Severino Predicts Positive CRE Investment Performance in 2017
- Mar 01, 2017
With a new administration in place in the U.S., Europe dealing with Brexit and coming elections in France and Germany, the national and international political context is defined by change. How will this influence capital markets and CRE investment? Ryan Severino, chief economist at JLL, shared with CPE his views on how things will stand in 2017 with regard to market fundamentals, the impact of potential new policies and other market dynamics.
CPE: What should we expect to see in 2017 regarding the capital markets?
Severino: The outlook for the economy has become slightly more optimistic. This could serve as a catalyst for capital markets in 2017. However, with the prospect of further interest rate increases on the horizon, equity and equity-like investments are likely to outperform fixed-income and fixed-income-like investments.
CPE: How do you think the effects of the national and international political shifts will play out this year?
Severino: We begin 2017 with tremendous uncertainty. Early on, this could be a paralyzing force. However, as the year goes on and we receive more clarity (from the incoming administration, how the U.K. executes Brexit, etc.) this uncertainty will abate and organizations and individuals will be able to make better-informed decisions.
CPE: Some experts weighing in on the effects of the presidential election think the office sector could be most affected by the new administration. Do you agree?

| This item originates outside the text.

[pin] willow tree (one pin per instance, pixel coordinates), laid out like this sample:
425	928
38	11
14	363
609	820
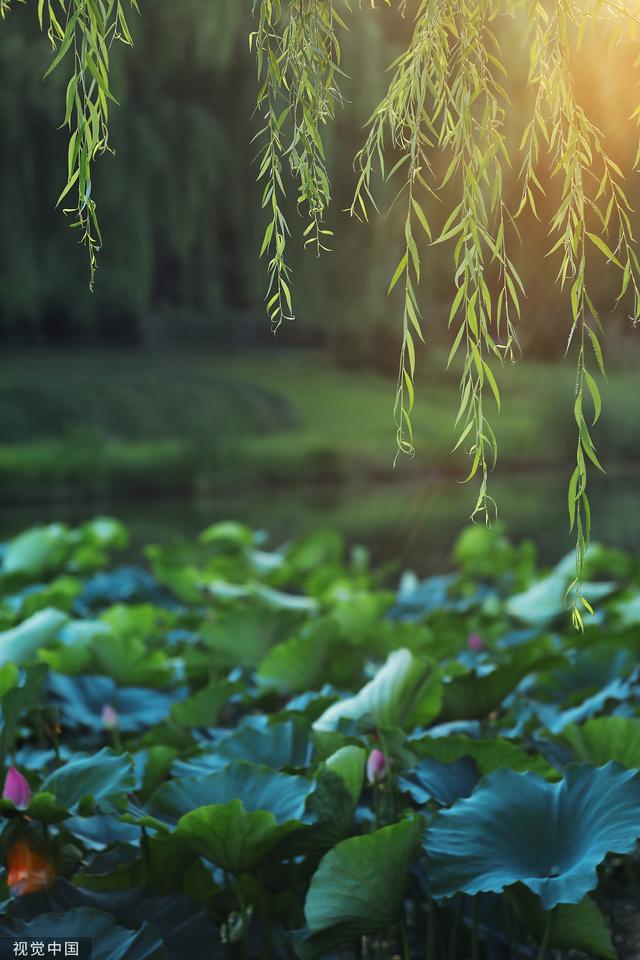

Severino: It really depends on policy, but if the administration makes changes to trade and immigration policy, industrial could be the most impacted sector. Increased tariffs could lead to a trade war that would have serious consequences for industrial.
CPE: Do you think that policy changes in the U.S. in 2017 will bring increased inflation and higher interest rates?
Severino: Yes, it appears as if we are going to get somewhat higher inflation (a stronger dollar impacts trading, oil prices are increasing, and the potential for late-cycle fiscal stimulus). I don’t think it will be rampant, but with wage growth accelerating, we are likely in for multiple rate increases in 2017.
CPE: What do you expect from 2017 when it comes to CRE fundamentals?
Severino: Generally speaking, the outlook for fundamentals in 2017 is cautiously optimistic. All else equal, faster economic growth means stronger improvement in fundamentals. All major property types should benefit, in the absence of other policy changes that would offset the benefits of faster growth.
CPE: Will we see more tempered CRE investment this year?
Severino: To start the year, we could see investors being more cautious due to uncertainty. However, as uncertainty abates (particularly if economic growth accelerates), CRE investments should do well as a (at least partial) hedge against inflation.